Potential general limitations:

  • Charismatic megafauna might be more heavily surveyed.
  • Data availability is weighted heavily towards areas that are of particular interest to researchers (e.g. national parks and certain ecosystem types).
  • Data availability is dependent on researchers knowing about the CNDDB and choosing to share their survey data.
  • Private land might not be well surveyed due to issues of access to land for research.

Potential desert-related limitations4:

  • Most botanical surveys are conducted in the spring in favored wildflower areas. Plants that grow or flower at other times of year are not well-surveyed.
  • Old collection data might need to be re-surveyed to determine if species are still present.
  • Surveys tend to occur on lands scheduled for some type of land use change, leaving many natural areas under-represented in the CNDDB.
  • Once areas are developed or an area is degraded, usually no follow-up survey is conducted.
  • Species may no longer be present in areas that have been developed, but have not been removed from the database.
  • Survey data may be concentrated around roads since those areas are easier to access.
  • Large areas have not been surveyed.

We acknowledge that the data used to create this tool is far from complete. It has been impressed upon us by several interviewees5 that the desert is not well-studied relative to other ecosystems and that current and/or complete data is sorely lacking. Nevertheless, we believe that the overall results are useful even with these data issues and hope that users will take the following ideas and associated techniques, and expand on them to improve the accuracy and completeness of analysis.


1 California Department of Fish and Game, California Natural Diversity Database, http://www.dfg.ca.gov/biogeodata/cnddb/.

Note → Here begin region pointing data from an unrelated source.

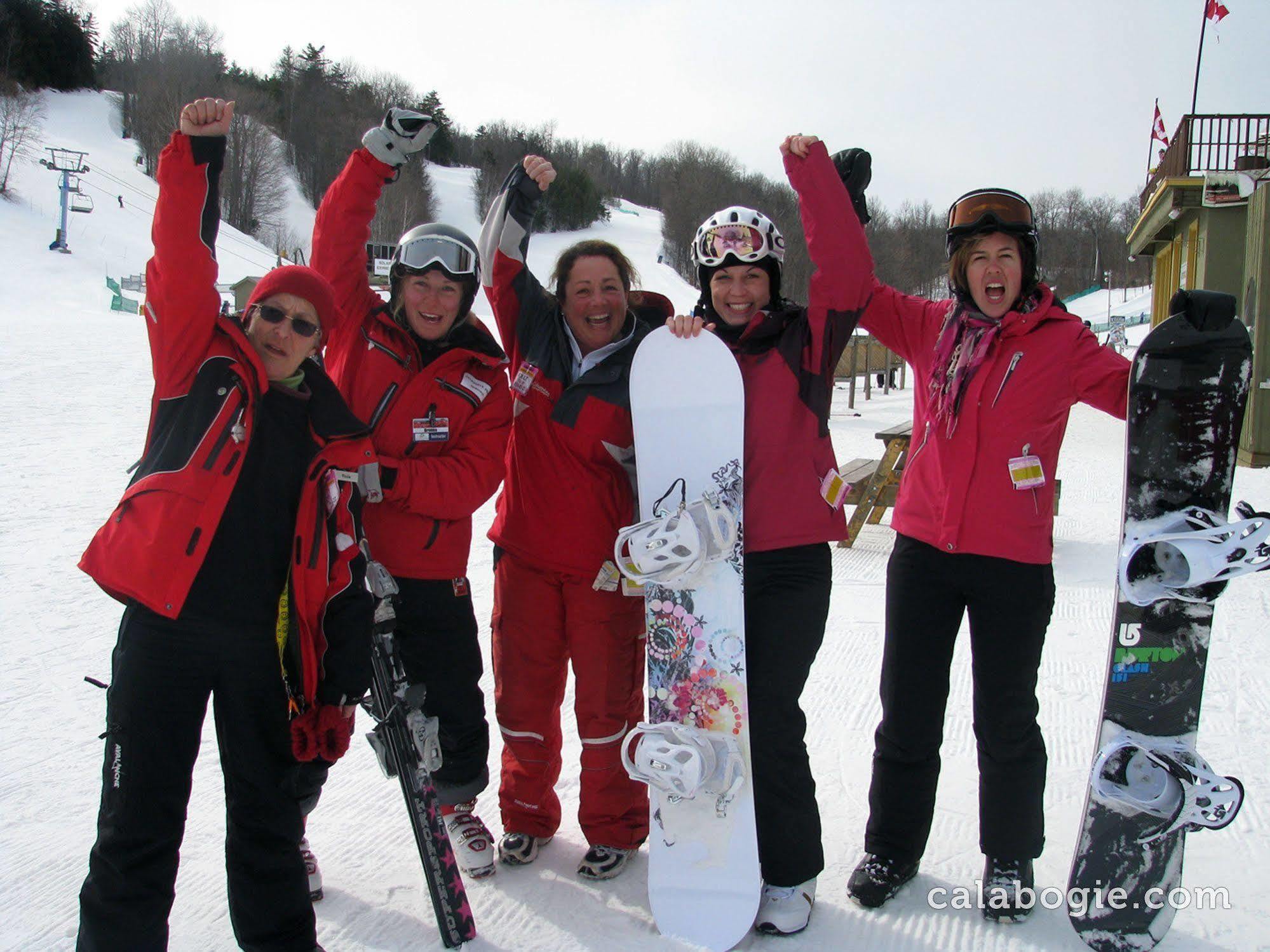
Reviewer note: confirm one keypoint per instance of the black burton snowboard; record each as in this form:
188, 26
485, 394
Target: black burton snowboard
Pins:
1149, 786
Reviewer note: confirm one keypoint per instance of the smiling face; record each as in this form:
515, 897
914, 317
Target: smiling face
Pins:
738, 292
431, 302
280, 347
595, 302
995, 274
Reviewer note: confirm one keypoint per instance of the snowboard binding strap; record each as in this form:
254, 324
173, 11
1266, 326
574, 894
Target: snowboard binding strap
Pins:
682, 761
673, 546
1169, 780
1172, 556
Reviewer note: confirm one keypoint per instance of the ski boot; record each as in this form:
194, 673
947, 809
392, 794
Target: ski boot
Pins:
471, 841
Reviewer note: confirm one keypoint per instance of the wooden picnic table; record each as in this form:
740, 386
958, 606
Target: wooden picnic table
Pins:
875, 483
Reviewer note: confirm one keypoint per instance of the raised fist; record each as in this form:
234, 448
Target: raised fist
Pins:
540, 170
207, 117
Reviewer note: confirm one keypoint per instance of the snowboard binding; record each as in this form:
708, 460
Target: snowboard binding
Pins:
673, 546
1179, 553
1169, 780
682, 761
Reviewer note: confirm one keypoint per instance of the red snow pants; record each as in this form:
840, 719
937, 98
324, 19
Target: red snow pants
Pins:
543, 621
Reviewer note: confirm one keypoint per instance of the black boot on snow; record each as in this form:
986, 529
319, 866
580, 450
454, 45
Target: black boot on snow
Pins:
877, 879
1009, 892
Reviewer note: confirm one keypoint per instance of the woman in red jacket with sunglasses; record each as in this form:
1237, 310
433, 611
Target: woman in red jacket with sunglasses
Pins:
429, 381
997, 368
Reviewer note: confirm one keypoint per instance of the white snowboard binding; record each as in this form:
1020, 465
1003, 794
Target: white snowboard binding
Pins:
1169, 780
682, 761
1166, 556
673, 546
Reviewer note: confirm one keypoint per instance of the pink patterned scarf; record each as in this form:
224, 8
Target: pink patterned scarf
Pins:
963, 345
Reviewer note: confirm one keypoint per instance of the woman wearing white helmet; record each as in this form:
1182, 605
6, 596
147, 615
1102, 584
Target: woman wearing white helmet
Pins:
788, 354
429, 380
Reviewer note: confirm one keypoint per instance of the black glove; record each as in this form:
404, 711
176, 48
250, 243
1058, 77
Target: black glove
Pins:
855, 169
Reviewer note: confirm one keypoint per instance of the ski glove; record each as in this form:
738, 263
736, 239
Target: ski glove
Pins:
321, 732
855, 169
402, 133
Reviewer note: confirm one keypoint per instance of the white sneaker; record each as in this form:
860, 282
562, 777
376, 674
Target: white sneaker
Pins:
785, 911
604, 862
311, 869
471, 842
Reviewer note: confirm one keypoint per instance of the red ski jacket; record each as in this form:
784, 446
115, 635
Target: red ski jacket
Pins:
208, 382
572, 455
788, 357
957, 492
443, 427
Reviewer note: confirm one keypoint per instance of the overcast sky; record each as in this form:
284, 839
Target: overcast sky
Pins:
947, 94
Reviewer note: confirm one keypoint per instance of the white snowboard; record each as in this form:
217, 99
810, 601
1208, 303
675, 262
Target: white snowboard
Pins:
687, 404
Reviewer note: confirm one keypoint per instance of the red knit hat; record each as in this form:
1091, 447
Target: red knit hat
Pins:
302, 282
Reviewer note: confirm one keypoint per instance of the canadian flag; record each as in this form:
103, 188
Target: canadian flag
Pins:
1158, 127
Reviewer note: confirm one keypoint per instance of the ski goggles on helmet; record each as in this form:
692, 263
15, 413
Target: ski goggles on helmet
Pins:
990, 210
422, 253
743, 241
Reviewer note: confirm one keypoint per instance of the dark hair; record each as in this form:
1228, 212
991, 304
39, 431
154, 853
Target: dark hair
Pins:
592, 248
961, 259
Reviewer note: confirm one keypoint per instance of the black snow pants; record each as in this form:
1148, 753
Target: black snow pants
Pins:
787, 607
163, 673
1010, 605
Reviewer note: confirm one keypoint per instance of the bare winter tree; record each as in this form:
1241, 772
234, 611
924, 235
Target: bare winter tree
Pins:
253, 185
22, 113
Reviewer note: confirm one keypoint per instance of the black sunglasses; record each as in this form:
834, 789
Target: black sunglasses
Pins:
276, 315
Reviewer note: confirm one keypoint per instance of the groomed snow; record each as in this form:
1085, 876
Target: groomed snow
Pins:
74, 394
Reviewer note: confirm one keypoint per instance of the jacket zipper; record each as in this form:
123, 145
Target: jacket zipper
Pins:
926, 436
460, 391
371, 342
382, 405
233, 428
1010, 370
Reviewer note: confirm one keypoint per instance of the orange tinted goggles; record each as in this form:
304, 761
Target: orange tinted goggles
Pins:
990, 206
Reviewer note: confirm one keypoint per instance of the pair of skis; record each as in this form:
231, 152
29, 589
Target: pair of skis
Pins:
407, 744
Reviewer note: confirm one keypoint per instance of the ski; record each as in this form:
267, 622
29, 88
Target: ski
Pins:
1149, 785
408, 748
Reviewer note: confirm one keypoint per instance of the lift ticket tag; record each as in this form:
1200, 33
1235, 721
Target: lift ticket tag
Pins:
834, 489
1027, 473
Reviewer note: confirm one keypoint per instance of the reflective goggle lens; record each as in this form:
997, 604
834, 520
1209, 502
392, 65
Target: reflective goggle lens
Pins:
436, 249
745, 241
978, 207
276, 315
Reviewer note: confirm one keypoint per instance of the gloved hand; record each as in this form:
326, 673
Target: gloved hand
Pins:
323, 730
402, 133
855, 169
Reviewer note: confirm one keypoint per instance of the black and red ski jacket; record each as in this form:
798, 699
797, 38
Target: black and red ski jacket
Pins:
442, 427
571, 461
208, 384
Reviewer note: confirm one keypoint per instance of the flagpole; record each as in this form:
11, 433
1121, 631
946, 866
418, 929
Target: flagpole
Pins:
1151, 145
1199, 56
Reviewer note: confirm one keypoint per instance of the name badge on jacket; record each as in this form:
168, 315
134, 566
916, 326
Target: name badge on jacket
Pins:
431, 429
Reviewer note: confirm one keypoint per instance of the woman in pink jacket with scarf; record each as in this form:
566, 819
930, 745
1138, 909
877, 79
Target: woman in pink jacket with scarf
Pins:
997, 368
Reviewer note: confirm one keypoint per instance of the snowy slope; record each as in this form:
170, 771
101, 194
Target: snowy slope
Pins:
74, 395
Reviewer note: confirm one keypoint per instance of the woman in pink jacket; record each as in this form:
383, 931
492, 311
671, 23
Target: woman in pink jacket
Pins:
997, 370
787, 354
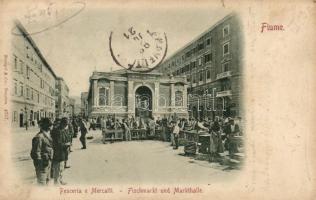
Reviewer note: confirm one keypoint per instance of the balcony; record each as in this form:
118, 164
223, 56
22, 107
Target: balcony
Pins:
223, 75
224, 93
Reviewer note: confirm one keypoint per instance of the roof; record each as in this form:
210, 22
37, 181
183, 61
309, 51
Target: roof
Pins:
198, 37
19, 25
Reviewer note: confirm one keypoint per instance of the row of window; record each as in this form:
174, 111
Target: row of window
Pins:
31, 94
202, 60
30, 56
192, 65
104, 98
30, 74
200, 46
202, 75
225, 85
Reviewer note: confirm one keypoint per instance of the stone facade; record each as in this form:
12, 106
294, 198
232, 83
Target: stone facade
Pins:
63, 106
212, 64
125, 93
84, 104
33, 81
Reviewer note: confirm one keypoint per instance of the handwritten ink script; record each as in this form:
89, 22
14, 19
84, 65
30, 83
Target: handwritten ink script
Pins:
43, 17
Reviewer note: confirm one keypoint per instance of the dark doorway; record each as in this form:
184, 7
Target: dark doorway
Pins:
21, 120
143, 102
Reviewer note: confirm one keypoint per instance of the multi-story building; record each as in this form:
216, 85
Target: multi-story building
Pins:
84, 104
212, 64
125, 93
33, 81
63, 107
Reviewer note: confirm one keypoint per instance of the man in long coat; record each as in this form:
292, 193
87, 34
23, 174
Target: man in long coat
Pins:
42, 152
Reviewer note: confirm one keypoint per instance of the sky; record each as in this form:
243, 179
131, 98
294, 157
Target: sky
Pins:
80, 45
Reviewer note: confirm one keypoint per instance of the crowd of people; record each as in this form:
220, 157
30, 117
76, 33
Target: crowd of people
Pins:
52, 145
221, 130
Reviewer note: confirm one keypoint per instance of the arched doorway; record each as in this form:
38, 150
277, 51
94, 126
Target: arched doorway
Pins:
143, 102
21, 120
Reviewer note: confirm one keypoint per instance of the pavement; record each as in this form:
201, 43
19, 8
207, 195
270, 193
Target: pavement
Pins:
126, 162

2 California Natural Diversity Database, How to Read RareFind 3 Reports, 2007 (Sacramento, CA).

3 Roxanne Bittman, Lead Botanist, California Natural Diversity Database, Personal Communication, November 12, 2009.

4 Roxanne Bittman, Lead Botanist, California Natural Diversity Database, Personal Communication, November 12, 2009.

5 Jim Andre, Director, Sweeney Granite Mountain Desert Research Center; Roxanne Bittman, Lead Botanist, California Natural Diversity Database; Michael Connor, California Science Director, Western Watersheds Project; Frank Davis, Professor, University of California, Santa Barbara; Robert Fulton, Manager, CSU Desert Studies Center; Debra Hughson, Science Advisor, Mojave National Preserve; Kristeen Penrod, Conservation Director, Science and Collaboration for Connected Wildlands; Personal Communication, October – December 2009.